Winterdienst: Anwohnerin wehrt sich gegen Gebühren

Winterdienst: Anwohnerin wehrt sich gegen Gebühren

Eine Wohnung-Eigentümerin an der Wilkhausstraße hat sich unter anderem an den Beschwerde-Ausschuss des Stadtrats gewandt – und will Gebühren zurück.

Wuppertal. Mindestens so hartnäckig wie der Winter erweist sich in diesem Frühjahr die Kritik an denen, die Schnee und Eis auf den Straßen beseitigen: So hat sich eine Anwohnerin der Wilkhausstraße auf Hatzfeld auch an den Beschwerdeausschuss des Stadtrats gewandt, um ihre Winterdienstgebühren erstattet zu bekommen.

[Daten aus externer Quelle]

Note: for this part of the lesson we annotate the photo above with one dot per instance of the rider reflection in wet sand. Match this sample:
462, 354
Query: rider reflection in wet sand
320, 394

"Ich wohne jetzt seit neun Jahren hier - und nach wie vor wird unsere Straße im Winter nicht geräumt", kritisiert Gabriele Drinkmann, die im nördlichen Ausläufer der Wilkhausstraße wohnt und neben dem Zustand der Straße und des Gehwegs auch die Straßenreinigung als völlig unzureichend bezeichnet: Abgesehen vom ausgebliebenen Winterdienst habe man es nach wie vor mit Silvestermüll auf der Straße zu tun. "Wir haben einmal in neun Wochen hier oben einen Streuwagen gesehen. Die Eisschicht war zuletzt 30 Zentimeter dick. Kommt nicht in Frage, dass wir für solche Zustände Geld bezahlen."

Der Rechtslage folgend werde sie gegen die Stadt klagen, sollte ihr Vorstoß keinen Erfolg haben. "Hier gibt es etliche Nachbarn, die die Dinge genau so sehen wie ich."

Auf Nachfrage der WZ wies Stadt-Sprecherin Martina Eckermann die Kritik am Winterdienst zurück. Die Stadt sehe auch an der vom Winterdienst angefahrenen Wilkhausstraße "keinen Grund für eine Gebührener-stattung." Generell habe man kein Problem mit einer Einsichtnahme der betreffenden Dienst-Protokolle beim Eigenbetrieb für Straßenreinigung in Wuppertal (ESW).

Neben den Ratsfraktionen habe sie auch schon Oberbürgermeister Peter Jung angeschrieben, kontert Gabriele Drinkmann. "Und seine Antwort schlägt dem Fass den Boden aus." So schreibt Jung, dass "die in diesem Zusammenhang gerne angeführte Winterdienstgebühr im Übrigen für den Einsatz auf allen Straßen und Wegen - quasi als Gesamtpaket - erhoben" werde und sich nicht auf einzelne Straßen beziehe: "Das heißt, aus der Gebühr lässt sich kein Anrecht auf eine Räumung der eigenen Wohnstraße ableiten." Der ESW arbeite die Wuppertaler Straßen wie gehabt nach Prioritäten ab. "Das Räumen der Nebenstraße steht in solchen Fällen hinten an. Dafür bitte ich ganz herzlich um Ihr Verständnis."